Het valt te betreuren dat een zo mooi ingerichte winkel zijn ontleedwaren zo slordig uitstalt. Je denkt misschien dat ik lang heb moeten zoeken om zo'n gek voorbeeld te vinden, maar ook de andere pagina's met uitleg blinken niet uit door helderheid. Zo staat er bijvoorbeeld in de uitleg over het naamwoordelijk gezegde de onbegrijpelijke mededeling: "De persoonsvorm bestaat altijd uit een modaal werkwoord of koppelwerkwoord dat de persoonsvorm 'koppelt' aan de rest van de zin." Het is maar goed dat er geen Keuringsdienst van Ontleedwaren bestaat, want die zou bij twee van zulke incidenten onmiddellijk tot sluiting en verzegeling van het bedrijfspand overgaan.

4 opmerkingen:

  1. Beste Taalprof,
    Ik ben het met je eens dat de uitleg veel te wensen overlaat, maar zouden ze met 'prepositieconstituent' niet inderdaad een 'voorzetselconstituent' bedoelen zoals die benoemd worden in de generatieve grammatica? Naast de naamwoordelijke constituent, verbale constituent en hoe heten ze ook alweer allemaal. Wat die constituent doet tussen een verder traditionele ontleding is mij ook niet duidelijk, maar ik denk niet dat er bedoeld wordt dat 'voor haar verjaardag' een voorzetselvoorwerp is ...

    BeantwoordenVerwijderen
  2. @Gaia: dat zou ik graag geloven, maar wat moet ik dan met de uitleg dat het "om een vaste combinatie van prepositie en persoonsvorm" gaat? Dat geldt ook in de generatieve grammatica niet voor alle prepositionele constituenten. Daar komt bij dat de term "voorzetselvoorwerp" of een andere overeenkomstige term in de taalwinkel ontbreekt. Nee, ik vrees dat ze echt het voorzetselvoorwerp op het oog hebben.

    BeantwoordenVerwijderen
  3. Beste taalprof,
    Ik ben zojuist ook even in de taalwinkel wezen kijken, maar ik heb er niets gevonden dat ik wilde kopen. Wel lag er een snippertje dat me in verwarring bracht. Dat is dit snippertje:
    ---
    Zowel ....als heeft/hebben
    zin 1 Zowel Ajax als Feijenoord heeft een sterk middenveld
    zin 2 Zowel Ajax als Feijenoord hebben een sterk middenveld
    In dit geval kun je beter de vorm van zin 1 dan zin 2 gebruiken. Dat komt omdat de zin een afkorting is van de zin: Zowel Ajax heeft een sterk middenveld als Feijenoord heeft een sterk middenveld. Ook hebben beide onderwerpen dezelfde vorm van de derde persoon. Als de onderwerpen verschillen, zoals in onderstaande zinnen 3 en 4, dan moet je wel meervoud gebruiken. Dat geldt ook als een of beide onderwerpen in het meervoud staan (zin 5 en 6).
    ---
    De schrijver beweert dat zin 1 een verkorting is van 'Zowel A heeft een sterk middenveld als F heeft een sterk middenveld.' Dat lijkt me onzin, dat is geen zin die in het Nederlands grammaticaal is. Ik kan hoogstens zeggen: 'A heeft een sterk middenveld, zowel als F een sterk middenveld heeft'.
    Hoe zou de taalprof zin 1 ontleden? Waar komt dat congruentieprobleem vandaan?

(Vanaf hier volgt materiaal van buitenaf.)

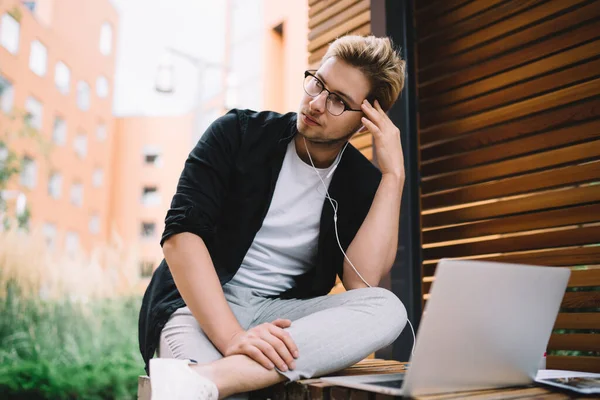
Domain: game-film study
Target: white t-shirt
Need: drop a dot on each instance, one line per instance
(286, 244)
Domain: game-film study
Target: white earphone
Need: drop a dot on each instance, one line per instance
(335, 207)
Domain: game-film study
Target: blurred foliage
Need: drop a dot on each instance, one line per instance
(62, 349)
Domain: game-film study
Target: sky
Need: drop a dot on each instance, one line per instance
(146, 29)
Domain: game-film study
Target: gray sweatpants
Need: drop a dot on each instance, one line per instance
(332, 332)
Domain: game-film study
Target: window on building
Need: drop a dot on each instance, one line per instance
(28, 176)
(59, 132)
(38, 58)
(62, 77)
(102, 86)
(106, 39)
(55, 185)
(97, 177)
(76, 194)
(150, 196)
(101, 133)
(94, 224)
(148, 229)
(3, 154)
(7, 95)
(152, 156)
(71, 243)
(9, 33)
(34, 111)
(83, 95)
(146, 268)
(80, 144)
(49, 232)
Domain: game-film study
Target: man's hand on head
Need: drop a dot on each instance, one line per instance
(268, 344)
(386, 138)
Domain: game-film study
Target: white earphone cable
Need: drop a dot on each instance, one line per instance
(335, 208)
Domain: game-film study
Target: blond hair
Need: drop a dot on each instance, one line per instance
(378, 60)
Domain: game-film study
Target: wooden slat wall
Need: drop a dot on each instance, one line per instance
(328, 20)
(509, 132)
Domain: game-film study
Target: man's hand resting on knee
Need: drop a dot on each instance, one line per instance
(267, 344)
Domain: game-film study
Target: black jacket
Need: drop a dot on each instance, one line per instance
(223, 196)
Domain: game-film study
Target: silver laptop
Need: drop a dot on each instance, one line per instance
(486, 325)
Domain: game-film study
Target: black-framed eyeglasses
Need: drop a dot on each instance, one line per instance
(313, 87)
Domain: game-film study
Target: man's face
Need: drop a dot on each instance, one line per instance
(351, 85)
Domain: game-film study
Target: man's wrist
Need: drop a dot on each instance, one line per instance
(393, 178)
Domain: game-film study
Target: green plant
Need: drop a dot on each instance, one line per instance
(63, 349)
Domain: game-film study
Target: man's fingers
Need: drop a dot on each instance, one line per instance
(257, 355)
(267, 349)
(286, 338)
(287, 342)
(371, 113)
(282, 323)
(370, 126)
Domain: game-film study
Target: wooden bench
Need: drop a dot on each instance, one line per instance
(315, 389)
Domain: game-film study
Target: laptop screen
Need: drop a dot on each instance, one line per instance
(395, 384)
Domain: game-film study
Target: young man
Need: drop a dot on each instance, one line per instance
(254, 237)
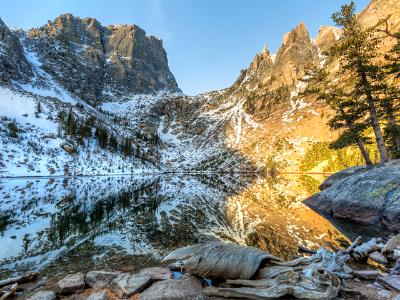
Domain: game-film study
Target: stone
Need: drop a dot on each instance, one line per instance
(391, 282)
(396, 268)
(102, 295)
(100, 279)
(392, 244)
(71, 284)
(378, 258)
(186, 288)
(157, 273)
(43, 295)
(125, 285)
(366, 274)
(369, 196)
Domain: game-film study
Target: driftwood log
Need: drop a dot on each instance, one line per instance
(363, 250)
(392, 244)
(312, 277)
(19, 279)
(217, 260)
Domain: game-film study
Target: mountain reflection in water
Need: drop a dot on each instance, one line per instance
(62, 225)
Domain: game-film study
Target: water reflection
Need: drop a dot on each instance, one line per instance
(60, 225)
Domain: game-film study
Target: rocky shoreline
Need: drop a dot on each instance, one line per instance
(364, 195)
(219, 270)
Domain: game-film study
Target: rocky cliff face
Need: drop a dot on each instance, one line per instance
(366, 196)
(98, 63)
(13, 64)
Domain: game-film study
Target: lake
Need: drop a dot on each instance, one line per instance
(62, 225)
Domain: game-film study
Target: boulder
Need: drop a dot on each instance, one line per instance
(43, 295)
(125, 285)
(71, 284)
(370, 197)
(100, 279)
(157, 273)
(185, 288)
(102, 295)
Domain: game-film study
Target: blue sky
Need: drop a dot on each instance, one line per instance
(207, 41)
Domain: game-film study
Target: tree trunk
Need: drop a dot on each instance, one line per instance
(396, 138)
(364, 152)
(374, 120)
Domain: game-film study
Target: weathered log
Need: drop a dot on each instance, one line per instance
(306, 250)
(396, 268)
(353, 245)
(392, 244)
(391, 282)
(309, 283)
(217, 260)
(366, 274)
(363, 250)
(10, 291)
(378, 258)
(19, 279)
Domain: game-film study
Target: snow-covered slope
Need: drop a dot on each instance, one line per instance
(40, 148)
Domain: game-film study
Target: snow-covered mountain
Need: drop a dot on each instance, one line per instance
(80, 98)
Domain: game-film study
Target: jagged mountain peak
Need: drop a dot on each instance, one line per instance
(326, 37)
(13, 64)
(98, 63)
(299, 32)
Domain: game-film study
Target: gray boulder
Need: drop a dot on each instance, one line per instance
(43, 295)
(185, 288)
(157, 273)
(125, 285)
(99, 279)
(371, 197)
(98, 296)
(71, 284)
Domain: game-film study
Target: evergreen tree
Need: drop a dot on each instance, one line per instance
(356, 50)
(71, 124)
(13, 129)
(127, 147)
(113, 142)
(38, 109)
(349, 114)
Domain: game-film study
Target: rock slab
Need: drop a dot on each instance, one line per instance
(186, 288)
(157, 273)
(100, 279)
(43, 295)
(392, 282)
(98, 296)
(125, 285)
(71, 283)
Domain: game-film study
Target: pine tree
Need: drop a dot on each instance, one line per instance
(356, 50)
(113, 143)
(38, 109)
(349, 114)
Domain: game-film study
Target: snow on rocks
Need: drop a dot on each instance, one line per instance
(100, 279)
(43, 295)
(157, 273)
(71, 284)
(186, 287)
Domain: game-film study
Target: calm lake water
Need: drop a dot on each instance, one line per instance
(63, 225)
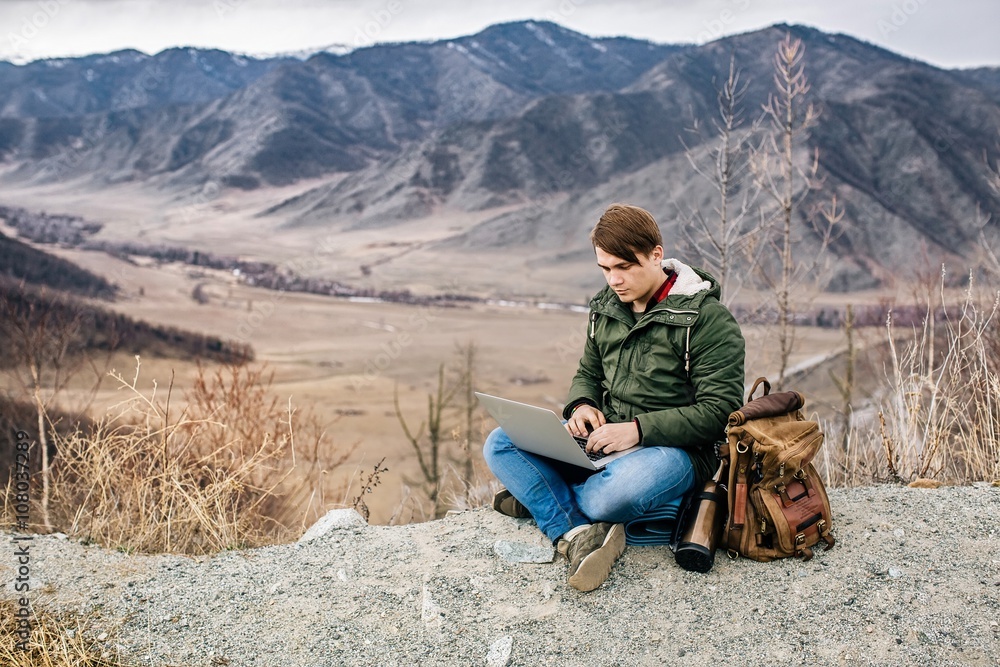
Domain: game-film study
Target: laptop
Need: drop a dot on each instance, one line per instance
(541, 431)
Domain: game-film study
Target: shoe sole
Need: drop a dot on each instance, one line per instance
(596, 567)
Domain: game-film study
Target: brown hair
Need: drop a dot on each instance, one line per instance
(625, 230)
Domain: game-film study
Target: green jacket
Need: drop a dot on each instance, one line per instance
(635, 368)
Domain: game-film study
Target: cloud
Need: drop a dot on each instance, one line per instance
(948, 34)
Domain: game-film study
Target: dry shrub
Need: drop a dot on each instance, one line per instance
(223, 472)
(63, 640)
(938, 414)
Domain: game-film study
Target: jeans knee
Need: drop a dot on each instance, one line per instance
(496, 442)
(599, 507)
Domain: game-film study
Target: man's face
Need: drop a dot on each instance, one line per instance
(632, 281)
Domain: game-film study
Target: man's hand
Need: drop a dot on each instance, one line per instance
(613, 438)
(585, 419)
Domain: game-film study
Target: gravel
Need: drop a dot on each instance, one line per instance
(914, 579)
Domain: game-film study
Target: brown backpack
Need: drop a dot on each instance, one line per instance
(778, 505)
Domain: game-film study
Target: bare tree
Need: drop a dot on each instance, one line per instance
(784, 180)
(428, 449)
(721, 239)
(43, 333)
(435, 440)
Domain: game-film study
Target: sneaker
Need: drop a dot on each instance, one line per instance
(592, 552)
(505, 503)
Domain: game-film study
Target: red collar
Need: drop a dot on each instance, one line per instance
(661, 293)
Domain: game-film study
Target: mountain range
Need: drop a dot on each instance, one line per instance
(526, 129)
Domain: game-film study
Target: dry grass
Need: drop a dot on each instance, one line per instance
(937, 416)
(64, 640)
(234, 468)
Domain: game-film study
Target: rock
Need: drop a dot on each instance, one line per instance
(518, 552)
(499, 653)
(334, 519)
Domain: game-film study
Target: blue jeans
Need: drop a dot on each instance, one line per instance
(561, 496)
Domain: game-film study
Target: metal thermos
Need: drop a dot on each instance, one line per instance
(702, 528)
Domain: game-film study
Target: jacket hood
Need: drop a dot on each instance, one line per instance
(689, 281)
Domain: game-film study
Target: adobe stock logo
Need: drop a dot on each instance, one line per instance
(35, 23)
(367, 34)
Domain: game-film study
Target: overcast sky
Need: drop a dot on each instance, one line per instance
(947, 33)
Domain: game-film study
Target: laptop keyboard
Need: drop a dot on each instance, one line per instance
(593, 456)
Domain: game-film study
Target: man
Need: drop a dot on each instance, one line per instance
(663, 368)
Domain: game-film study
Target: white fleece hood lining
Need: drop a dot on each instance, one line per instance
(688, 282)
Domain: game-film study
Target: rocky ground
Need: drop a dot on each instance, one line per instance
(914, 579)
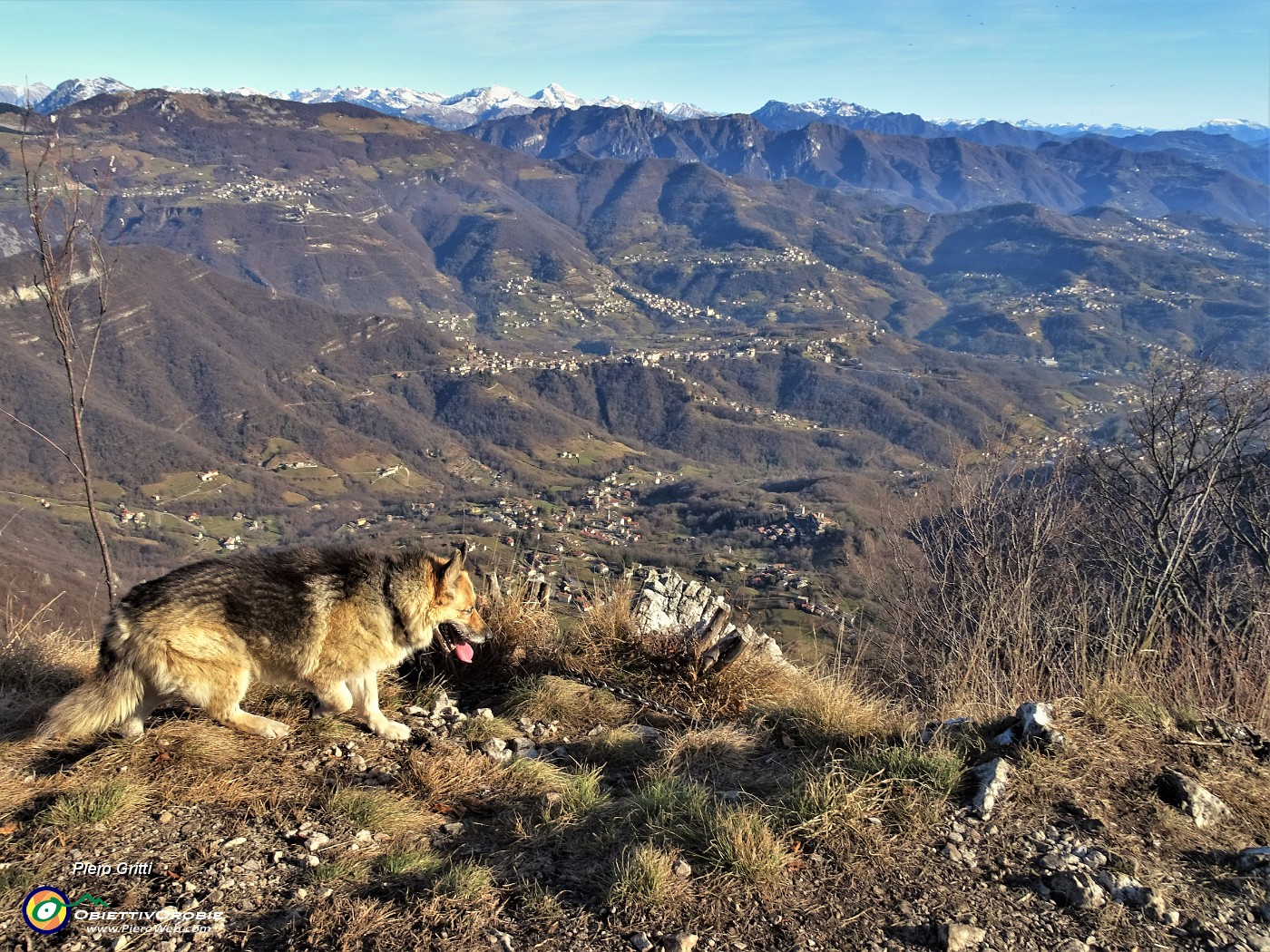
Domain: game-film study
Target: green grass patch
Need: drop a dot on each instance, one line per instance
(91, 805)
(374, 810)
(644, 881)
(408, 860)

    BeantwoordenVerwijderen
  4. @Henk: congruentieproblemen bij nevenschikkingen zijn legio. Denk ook maar aan persoonsproblemen als bij 'jij of ik', 'hij of zij'.
    Het is in ieder geval een feit dat 'Zowel Ajax als Feijenoord' een "distributieve" nevenschikking is. Dat wil zeggen: wat je ook als gezegde toevoegt, qua betekenis is het iets wat ieder van die clubs apart doet. Je kunt niet iets zeggen als: 'Zowel Ajax als Feijenoord hebben samen de hoogste begroting', of 'Zowel Ajax als Feijenoord treffen elkaar dit jaar drie keer.' Om dit te verklaren wordt er in moderne taalkundige theorieën wel van uitgegaan dat er toch twee zinnen aan die nevenschikking ten grondslag liggen. In de zin 'Zowel Ajax als Feijenoord heeft een Braziliaan in de selectie' is er sprake van twee verschillende Brazilianen: Ajax heeft er een in de selectie, én Feijenoord heeft er een in de selectie.
    Als je er een meervoud van maakt: 'Zowel Ajax als Feijenoord hebben een Braziliaan in de selectie', dan geef je daarmee aan dat je de nevenschikking interpreteert als een nevenschikking van twee clubs. Dat lijkt me theoretisch niet onmogelijk. Bij voornaamwoorden in het enkelvoud wordt het zelfs bijna verplicht: 'Zowel hij als ik lachen ons kapot' klinkt mij beter in de oren dan 'Zowel hij als ik lacht zich kapot'. Maar dat komt natuurlijk ook door de problemen met persoonscongruentie.